Mustafa Ghazwan, who lost his hearing on June 17, 2007 when a U.S. missile struck near his home in the Iraqi city of Baqouba, smiled and waved from his father’s arms at the welcoming party assembled behind the glass at the arrivals gate at SFO.
Scattered throughout the crowd were members of the informal coalition of community groups that arranged to underwrite the medical care needed to restore Mustafa’s hearing and repair his ability to speak and interact, a process that could take up to four months and is not available to him in Iraq.
“His brain will have to be totally retrained,” said Dan Lowenthal, a neurologist and member of the Iraq Action Group at UC San Francisco, where Mustafa will receive a donated cochlear implant in an operation on Jan. 17.

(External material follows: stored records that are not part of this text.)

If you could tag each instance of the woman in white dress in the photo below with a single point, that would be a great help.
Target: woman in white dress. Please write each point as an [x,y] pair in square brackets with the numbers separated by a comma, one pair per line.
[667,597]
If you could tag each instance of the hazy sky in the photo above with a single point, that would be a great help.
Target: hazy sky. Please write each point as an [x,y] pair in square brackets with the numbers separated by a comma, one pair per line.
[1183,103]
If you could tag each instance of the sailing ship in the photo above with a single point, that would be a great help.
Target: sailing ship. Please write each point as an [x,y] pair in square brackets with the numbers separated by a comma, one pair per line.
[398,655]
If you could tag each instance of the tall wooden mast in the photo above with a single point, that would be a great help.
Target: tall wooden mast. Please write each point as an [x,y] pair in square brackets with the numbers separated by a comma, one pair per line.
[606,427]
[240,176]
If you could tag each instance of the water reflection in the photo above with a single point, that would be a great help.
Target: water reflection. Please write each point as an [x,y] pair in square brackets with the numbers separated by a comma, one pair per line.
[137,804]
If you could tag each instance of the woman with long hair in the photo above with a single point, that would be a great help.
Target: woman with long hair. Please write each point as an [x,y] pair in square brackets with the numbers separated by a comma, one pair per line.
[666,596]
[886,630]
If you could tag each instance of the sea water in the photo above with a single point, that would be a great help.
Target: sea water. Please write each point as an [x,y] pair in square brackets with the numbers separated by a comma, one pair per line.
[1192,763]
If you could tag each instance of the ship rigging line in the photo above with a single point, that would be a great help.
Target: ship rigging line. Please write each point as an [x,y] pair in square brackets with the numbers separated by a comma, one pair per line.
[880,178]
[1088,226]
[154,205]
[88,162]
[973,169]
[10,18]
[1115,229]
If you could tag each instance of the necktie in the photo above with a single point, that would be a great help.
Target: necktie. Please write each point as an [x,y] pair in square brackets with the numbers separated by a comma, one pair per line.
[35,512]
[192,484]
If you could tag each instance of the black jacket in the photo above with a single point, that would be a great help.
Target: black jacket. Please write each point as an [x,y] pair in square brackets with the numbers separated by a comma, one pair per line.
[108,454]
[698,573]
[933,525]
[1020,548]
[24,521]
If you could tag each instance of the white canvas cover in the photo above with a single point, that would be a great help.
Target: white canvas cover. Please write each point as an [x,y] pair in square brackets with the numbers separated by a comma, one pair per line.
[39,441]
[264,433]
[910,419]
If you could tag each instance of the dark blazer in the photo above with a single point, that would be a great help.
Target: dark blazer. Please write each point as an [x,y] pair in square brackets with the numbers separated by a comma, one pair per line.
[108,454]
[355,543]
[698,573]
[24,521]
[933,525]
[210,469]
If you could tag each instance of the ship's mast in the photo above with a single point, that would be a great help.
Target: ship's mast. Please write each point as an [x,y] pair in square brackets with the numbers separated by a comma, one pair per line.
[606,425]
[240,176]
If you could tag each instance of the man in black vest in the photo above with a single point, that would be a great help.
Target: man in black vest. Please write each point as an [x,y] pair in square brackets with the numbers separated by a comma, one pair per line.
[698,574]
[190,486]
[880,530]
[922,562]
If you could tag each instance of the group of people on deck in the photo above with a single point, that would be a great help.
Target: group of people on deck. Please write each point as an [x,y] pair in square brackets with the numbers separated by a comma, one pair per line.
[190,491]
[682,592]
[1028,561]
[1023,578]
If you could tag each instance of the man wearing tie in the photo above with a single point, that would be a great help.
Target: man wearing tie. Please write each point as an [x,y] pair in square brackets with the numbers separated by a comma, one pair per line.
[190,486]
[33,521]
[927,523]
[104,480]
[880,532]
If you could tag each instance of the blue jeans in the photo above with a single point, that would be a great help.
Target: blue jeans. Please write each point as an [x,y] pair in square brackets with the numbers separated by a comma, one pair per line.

Dr. Lawrence Lustig, director of the UCSF Douglas Gran Cochlear Implant Center, will perform the operation pro bono, according to Lowenthal.
“Then he’ll have about four months of rehabilitation, speech therapy and hearing therapy,” Lowenthal said.
Barbara Rowe, a pastor at Tiburon’s Westminster Presbyterian Church, said her parish raised the funds to pay for Mustafa’s rehabilitative aftercare.
“We had a potluck fundraiser luncheon where church members brought different Iraqi dishes,” said Rowe, who later waved miniature American and Iraqi flags at Mustafa and his dad.
Amy Skewes-Cox, a Marin County resident and a driving force behind the campaign to bring Mustafa to the U.S., was in the group meeting him at baggage claim where he opened presents and tossed balloons back and forth with reporters.
“He’s the cutest little guy I’ve ever seen in my life,” Skewes-Cox said.
Skewes-Cox wanted to do something to help Iraqi civilians impacted by the American-led occupation, and was eventually put in touch with Cole Miller, founder of the nonprofit No More Victims, who singled out Mustafa as a candidate for help in February 2008.
Mustafa’s father, Ghazwan Al-Nidawi, said through a translator that he waited with his son in Amman, Jordan for more than five months before being granted a visa to travel to the U.S.
He thanked his benefactors profusely throughout his arrival.
Mustafa and his dad will stay at housing provided by Ronald McDonald House of San Francisco for the duration of their trip.